Perry became enamored with African dance after experiencing African drumming.
“The first time I heard the drums, I connected with it deep in my soul. I had a connection with the culture and I knew my mind was awakened,” she said.
With the help of her friend and mentor Linda “Imani” Barrett, founder and former executive director of the Legacy Project, Perry was able to break through her shyness and tap into her femininity to become the fluid, mesmerizing dancer she is today.
“It was a revelation for me because I was able to recognize my beauty and realize the artistry that comes before us gives us our own uniqueness,” she said.
When Barrett stepped down as executive director of the Legacy Project two years ago it was a natural choice for her to hand the reins to Perry.
“I have a sense of honor because I’m carrying this forward,” said Perry who stays in contact with Barrett often to make sure the organization is being run true to her vision.
Perry hopes to incorporate her love of photography into the work she does with the Legacy Arts Project.
“I’m trying to get funding to integrate photography and dance and to be able to travel oversees and study dance in Cuba or Brazil. I want to be able to bring that information back to the United States and the Legacy Arts Project,” she said.
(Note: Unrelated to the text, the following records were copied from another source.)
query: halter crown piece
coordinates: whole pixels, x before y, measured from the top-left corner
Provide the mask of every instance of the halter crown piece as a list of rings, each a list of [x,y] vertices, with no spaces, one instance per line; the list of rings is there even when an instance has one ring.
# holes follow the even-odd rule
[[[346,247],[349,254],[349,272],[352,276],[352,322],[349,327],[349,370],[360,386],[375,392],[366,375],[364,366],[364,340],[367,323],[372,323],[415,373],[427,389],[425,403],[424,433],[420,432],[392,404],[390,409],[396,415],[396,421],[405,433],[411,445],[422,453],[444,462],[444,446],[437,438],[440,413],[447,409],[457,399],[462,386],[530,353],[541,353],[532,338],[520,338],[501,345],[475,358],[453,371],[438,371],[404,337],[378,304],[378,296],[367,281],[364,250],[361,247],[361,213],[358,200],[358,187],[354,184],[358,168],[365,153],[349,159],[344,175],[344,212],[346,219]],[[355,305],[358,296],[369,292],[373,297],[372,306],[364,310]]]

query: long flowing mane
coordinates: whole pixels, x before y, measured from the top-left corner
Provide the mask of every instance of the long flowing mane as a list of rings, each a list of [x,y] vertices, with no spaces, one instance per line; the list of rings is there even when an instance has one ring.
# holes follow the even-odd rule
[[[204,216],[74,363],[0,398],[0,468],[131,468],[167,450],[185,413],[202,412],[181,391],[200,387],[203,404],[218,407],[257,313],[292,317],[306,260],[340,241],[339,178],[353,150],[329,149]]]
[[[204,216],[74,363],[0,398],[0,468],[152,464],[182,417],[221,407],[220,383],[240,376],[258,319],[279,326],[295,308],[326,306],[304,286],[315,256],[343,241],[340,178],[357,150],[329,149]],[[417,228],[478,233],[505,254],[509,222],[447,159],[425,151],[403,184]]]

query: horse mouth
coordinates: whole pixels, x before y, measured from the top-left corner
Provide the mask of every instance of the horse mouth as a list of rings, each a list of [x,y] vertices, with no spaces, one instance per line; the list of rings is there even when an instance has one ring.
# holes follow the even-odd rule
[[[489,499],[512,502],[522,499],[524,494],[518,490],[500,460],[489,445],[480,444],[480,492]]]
In the meantime, Perry who recently graduated from the Katz Graduate School of Business with an MBA and focus on strategic leadership, works as a freelance photographer for the New Pittsburgh Courier and also takes pictures for the Kelly Strayhorn Theater, The August Wilson Center for African American Culture and the Ujamaa Collective.
“The Pittsburgh Black dance scene is in a good place right now and being able to document Pittsburgh Black history and dance is the best of both worlds. It’s literally a blessing,” Perry said. “I am a participant, a documentarian and an observer. With further collaborations, it’ll be possible for Pittsburgh to be a great part of the dance scene internationally.”
“My mission is to be able to travel the world and really experience the art and see the connection that we share,” she said.